LETTER FROM LONDON HEADLINES, 7/1/02 |
Kewley Leaves Scholastic |
Stoppard to Adapt Pullman; Potter #5 Waits on Rowling |
Puffin Reshaping |
Time Warner Launches New Teen List |
Usborne Moves into Fiction |
Celebrating Children's Books |
The success of children's books continues to be celebrated throughout the U.K. In London, the National Portrait Gallery is showing Beatrix Potter to Harry Potter: Children's Authors and Illustrators Through the Twentieth Century. The exhibition includes 54 portraits of the creators of cultural icons such as Peter Rabbit, Peter Pan, Noddy, Charlie Bucket and, of course, Harry Potter, alongside memorabilia such as J.K. Rowling's handwritten first drafts and the typewriter on which Enid Blyton banged out up to 10,000 words a day. The portraits range from the well-known portrait of Potter as an old woman in her beloved Lake District and Lord Snowdon's distinctive photograph of J.R.R. Tolkien posed magisterially under an enormous tree, to images of more recent writers such as Philip Pullman, who is shown outside the shed in which he writes.
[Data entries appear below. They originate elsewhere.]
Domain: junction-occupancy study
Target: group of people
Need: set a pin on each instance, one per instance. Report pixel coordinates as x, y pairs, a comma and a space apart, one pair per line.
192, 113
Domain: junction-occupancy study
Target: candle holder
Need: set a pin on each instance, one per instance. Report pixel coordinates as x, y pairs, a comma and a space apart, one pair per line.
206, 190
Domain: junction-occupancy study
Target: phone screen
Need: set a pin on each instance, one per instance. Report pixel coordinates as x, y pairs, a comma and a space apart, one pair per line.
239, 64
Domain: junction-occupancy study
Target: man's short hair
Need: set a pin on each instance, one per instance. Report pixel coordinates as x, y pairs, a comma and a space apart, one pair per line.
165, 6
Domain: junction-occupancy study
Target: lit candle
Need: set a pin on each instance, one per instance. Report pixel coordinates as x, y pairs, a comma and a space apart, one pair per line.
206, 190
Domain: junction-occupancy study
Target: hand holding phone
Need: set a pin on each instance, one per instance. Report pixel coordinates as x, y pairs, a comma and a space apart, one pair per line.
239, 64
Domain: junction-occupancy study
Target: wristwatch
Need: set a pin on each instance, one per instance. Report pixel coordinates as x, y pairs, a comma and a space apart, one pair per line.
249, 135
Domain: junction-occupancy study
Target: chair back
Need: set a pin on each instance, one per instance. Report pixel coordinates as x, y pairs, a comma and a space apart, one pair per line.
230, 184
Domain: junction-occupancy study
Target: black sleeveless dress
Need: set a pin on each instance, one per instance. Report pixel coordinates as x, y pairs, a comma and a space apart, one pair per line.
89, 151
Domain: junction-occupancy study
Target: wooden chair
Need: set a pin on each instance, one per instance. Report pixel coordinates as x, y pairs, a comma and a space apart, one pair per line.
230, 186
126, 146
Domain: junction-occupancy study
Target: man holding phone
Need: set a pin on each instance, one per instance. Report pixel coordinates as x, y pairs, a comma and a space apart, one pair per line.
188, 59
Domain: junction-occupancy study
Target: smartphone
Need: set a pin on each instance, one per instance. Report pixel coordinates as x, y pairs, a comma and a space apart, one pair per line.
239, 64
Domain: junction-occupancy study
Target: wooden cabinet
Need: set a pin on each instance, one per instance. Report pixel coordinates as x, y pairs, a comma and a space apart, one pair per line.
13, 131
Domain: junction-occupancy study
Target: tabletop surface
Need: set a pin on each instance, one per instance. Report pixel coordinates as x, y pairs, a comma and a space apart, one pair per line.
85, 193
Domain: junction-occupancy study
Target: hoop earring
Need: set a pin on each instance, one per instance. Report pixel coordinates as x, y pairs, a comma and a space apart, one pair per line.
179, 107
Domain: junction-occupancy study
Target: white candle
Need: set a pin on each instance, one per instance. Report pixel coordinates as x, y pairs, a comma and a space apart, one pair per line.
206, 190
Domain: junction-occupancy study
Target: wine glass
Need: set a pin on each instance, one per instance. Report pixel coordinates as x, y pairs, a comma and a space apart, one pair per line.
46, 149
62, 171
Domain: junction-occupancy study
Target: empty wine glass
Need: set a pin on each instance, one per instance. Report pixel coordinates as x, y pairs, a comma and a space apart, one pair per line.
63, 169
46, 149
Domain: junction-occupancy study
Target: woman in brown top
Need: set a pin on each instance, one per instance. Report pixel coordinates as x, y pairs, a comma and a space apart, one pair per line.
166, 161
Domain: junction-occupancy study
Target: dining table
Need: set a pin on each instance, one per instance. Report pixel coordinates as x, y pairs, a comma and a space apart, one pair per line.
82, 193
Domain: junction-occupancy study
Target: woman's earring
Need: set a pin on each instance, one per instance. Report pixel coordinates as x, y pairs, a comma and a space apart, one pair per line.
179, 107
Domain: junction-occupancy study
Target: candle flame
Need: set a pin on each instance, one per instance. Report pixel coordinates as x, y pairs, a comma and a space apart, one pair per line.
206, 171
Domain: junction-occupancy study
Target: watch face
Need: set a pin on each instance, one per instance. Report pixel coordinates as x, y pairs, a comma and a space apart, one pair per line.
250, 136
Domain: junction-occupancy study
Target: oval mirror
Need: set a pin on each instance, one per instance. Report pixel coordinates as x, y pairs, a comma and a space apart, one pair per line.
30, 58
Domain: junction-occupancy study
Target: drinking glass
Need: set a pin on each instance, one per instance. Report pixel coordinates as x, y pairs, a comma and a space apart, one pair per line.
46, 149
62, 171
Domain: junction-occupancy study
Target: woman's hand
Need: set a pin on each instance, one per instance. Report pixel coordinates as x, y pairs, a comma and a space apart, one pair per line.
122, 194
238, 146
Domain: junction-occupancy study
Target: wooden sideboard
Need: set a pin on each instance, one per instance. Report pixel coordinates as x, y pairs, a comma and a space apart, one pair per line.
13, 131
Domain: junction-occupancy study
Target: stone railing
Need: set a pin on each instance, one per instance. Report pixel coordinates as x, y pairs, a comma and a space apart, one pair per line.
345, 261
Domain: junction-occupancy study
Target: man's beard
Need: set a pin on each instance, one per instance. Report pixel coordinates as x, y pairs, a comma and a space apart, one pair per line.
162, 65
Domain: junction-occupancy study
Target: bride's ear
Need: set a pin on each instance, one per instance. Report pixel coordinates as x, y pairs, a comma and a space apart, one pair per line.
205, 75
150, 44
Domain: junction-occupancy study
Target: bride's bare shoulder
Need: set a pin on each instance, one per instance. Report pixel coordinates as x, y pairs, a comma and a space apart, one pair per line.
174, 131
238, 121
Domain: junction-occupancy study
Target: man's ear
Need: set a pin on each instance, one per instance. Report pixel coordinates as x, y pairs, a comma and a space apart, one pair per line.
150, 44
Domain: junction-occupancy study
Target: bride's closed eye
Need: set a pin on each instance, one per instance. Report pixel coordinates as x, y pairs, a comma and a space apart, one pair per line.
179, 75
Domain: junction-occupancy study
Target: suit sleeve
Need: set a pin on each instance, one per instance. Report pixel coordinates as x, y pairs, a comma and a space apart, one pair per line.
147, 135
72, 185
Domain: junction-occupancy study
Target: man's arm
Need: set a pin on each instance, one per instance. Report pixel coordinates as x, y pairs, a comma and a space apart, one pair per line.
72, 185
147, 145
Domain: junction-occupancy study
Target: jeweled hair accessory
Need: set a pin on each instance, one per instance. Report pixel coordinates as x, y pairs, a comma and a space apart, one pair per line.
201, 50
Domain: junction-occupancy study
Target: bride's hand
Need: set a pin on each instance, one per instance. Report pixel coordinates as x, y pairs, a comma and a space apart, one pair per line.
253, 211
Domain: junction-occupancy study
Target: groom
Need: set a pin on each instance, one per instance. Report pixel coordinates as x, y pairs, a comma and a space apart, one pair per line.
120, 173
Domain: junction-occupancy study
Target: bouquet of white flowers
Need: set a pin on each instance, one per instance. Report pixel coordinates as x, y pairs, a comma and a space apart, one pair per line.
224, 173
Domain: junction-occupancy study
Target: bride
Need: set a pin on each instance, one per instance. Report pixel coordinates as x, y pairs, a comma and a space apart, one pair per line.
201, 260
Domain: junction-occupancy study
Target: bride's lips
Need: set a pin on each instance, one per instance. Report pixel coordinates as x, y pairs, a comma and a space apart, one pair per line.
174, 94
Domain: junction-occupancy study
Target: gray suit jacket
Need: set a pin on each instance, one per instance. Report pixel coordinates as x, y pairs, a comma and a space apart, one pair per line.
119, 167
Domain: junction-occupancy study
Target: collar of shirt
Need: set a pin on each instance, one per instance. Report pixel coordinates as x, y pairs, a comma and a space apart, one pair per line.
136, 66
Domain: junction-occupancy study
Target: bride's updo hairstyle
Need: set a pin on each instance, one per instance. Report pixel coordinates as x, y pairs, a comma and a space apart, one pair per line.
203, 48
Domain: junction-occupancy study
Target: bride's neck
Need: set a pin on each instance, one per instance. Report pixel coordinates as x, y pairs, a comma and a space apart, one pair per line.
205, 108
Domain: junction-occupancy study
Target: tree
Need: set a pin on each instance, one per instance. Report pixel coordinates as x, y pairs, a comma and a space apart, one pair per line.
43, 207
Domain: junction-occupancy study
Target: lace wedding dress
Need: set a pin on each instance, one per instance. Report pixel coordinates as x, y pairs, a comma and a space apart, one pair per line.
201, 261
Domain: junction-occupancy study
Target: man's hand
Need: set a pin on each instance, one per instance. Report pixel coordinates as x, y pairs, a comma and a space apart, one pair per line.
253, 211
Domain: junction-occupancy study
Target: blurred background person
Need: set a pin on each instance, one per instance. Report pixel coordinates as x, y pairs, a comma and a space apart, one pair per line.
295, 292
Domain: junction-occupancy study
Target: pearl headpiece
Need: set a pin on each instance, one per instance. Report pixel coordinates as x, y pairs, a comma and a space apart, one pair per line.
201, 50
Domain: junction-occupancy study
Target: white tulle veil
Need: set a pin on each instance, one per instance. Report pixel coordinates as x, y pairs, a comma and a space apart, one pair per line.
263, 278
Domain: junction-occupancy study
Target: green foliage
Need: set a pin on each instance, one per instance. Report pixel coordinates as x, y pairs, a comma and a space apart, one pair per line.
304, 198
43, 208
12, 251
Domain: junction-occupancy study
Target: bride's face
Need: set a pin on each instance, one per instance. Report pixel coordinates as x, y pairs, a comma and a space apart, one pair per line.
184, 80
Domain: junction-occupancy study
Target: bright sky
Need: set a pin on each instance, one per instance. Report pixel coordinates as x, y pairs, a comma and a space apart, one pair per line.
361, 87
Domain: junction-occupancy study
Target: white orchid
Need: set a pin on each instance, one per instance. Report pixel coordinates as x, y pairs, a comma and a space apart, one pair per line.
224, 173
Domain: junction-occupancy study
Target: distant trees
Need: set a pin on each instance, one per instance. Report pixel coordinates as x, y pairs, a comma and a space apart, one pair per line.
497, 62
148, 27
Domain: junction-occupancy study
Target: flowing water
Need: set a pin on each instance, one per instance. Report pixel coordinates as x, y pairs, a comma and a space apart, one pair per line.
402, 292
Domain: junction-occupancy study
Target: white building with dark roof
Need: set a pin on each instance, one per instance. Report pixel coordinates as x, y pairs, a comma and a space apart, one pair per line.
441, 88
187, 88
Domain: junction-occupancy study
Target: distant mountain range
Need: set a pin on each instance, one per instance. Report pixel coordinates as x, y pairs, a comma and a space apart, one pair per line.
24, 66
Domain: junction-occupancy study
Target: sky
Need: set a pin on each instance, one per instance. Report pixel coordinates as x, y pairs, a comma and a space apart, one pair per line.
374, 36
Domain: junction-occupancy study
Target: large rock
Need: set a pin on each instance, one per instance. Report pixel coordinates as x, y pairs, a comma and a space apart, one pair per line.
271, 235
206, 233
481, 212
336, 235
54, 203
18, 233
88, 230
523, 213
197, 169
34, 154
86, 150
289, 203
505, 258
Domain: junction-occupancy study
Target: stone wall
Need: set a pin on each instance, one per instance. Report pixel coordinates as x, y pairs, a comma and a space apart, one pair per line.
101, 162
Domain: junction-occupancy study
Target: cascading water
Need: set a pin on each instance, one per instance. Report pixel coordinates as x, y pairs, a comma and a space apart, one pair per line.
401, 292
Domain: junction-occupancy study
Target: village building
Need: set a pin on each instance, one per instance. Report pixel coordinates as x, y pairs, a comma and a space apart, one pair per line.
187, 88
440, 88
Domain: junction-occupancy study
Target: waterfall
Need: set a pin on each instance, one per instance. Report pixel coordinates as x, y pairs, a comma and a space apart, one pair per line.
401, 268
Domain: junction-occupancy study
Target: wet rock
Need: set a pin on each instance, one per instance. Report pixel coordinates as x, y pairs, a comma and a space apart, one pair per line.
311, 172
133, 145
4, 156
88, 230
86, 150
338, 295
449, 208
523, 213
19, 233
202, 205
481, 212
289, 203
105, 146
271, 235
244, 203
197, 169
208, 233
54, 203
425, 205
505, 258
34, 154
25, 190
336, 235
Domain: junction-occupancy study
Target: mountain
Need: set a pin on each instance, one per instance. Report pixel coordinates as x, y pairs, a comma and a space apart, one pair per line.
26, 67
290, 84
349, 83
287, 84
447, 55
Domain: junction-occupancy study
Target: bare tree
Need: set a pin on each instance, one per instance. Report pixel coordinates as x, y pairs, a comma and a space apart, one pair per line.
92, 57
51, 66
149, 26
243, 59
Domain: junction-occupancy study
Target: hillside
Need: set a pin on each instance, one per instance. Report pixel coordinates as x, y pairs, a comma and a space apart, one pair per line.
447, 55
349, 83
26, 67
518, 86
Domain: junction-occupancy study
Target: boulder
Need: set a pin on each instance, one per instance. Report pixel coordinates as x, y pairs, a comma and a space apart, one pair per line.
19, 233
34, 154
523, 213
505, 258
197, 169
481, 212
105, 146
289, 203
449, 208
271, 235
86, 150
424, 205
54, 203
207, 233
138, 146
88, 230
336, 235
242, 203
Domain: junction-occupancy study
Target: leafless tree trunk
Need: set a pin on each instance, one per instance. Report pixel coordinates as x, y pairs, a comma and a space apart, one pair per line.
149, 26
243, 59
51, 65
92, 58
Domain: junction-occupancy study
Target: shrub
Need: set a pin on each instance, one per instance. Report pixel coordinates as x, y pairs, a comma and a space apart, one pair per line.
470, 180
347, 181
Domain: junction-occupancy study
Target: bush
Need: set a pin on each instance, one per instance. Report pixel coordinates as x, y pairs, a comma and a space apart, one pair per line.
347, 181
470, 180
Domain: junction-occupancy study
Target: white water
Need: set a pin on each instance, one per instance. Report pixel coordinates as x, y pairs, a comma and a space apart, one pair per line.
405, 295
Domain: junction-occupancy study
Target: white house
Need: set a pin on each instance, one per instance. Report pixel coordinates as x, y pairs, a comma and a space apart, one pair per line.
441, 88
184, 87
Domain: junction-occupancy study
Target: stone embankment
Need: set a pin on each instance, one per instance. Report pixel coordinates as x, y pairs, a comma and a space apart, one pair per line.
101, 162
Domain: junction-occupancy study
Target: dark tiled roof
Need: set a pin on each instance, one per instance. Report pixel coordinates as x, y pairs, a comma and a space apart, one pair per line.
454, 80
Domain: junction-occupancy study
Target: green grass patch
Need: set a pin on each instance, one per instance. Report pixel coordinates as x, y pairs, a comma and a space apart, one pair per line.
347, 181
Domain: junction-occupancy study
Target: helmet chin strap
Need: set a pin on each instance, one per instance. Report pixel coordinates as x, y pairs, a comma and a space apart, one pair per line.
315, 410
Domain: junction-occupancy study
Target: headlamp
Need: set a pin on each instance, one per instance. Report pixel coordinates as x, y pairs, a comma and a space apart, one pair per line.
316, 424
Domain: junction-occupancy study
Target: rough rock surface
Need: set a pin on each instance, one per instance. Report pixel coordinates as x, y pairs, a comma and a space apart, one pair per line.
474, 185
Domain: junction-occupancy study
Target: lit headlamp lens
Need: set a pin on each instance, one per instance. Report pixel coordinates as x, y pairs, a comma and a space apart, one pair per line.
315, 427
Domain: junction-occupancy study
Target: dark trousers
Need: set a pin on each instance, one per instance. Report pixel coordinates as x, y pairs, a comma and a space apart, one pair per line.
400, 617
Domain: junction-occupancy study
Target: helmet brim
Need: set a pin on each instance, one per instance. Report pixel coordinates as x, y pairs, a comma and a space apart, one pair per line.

The exhibition remains at the National Portrait Gallery until August 26 and will open in Durham in December before moving to Brighton and Canterbury in 2003.
In Newcastle, Magic Pencil: Children's Book Illustration Today is on show at the Laing Art Gallery. Selected by Quentin Blake, it is an exhibition of original artwork designed to show the talent of contemporary illustrators. The 13 illustrators displayed include Blake himself, Shirley Hughes, Raymond Briggs, John Burningham, Tony Ross, Michael Foreman, Patrick Benson and newcomers Sara Fanelli and Lauren Child. The exhibition, devised and organized by the British Council, remains in Newcastle until September 15, before moving to the British Museum in London from November 2002 to March 2003.
In Edinburgh, This Book Belongs to Me, a celebration of children's books from Tom Thumb to Harry Potter, opened last month at the National Library of Scotland. The exhibition of books and manuscripts, which includes first editions dating back to 1682 as well as another draft from J.K. Rowling, is open until the end of October.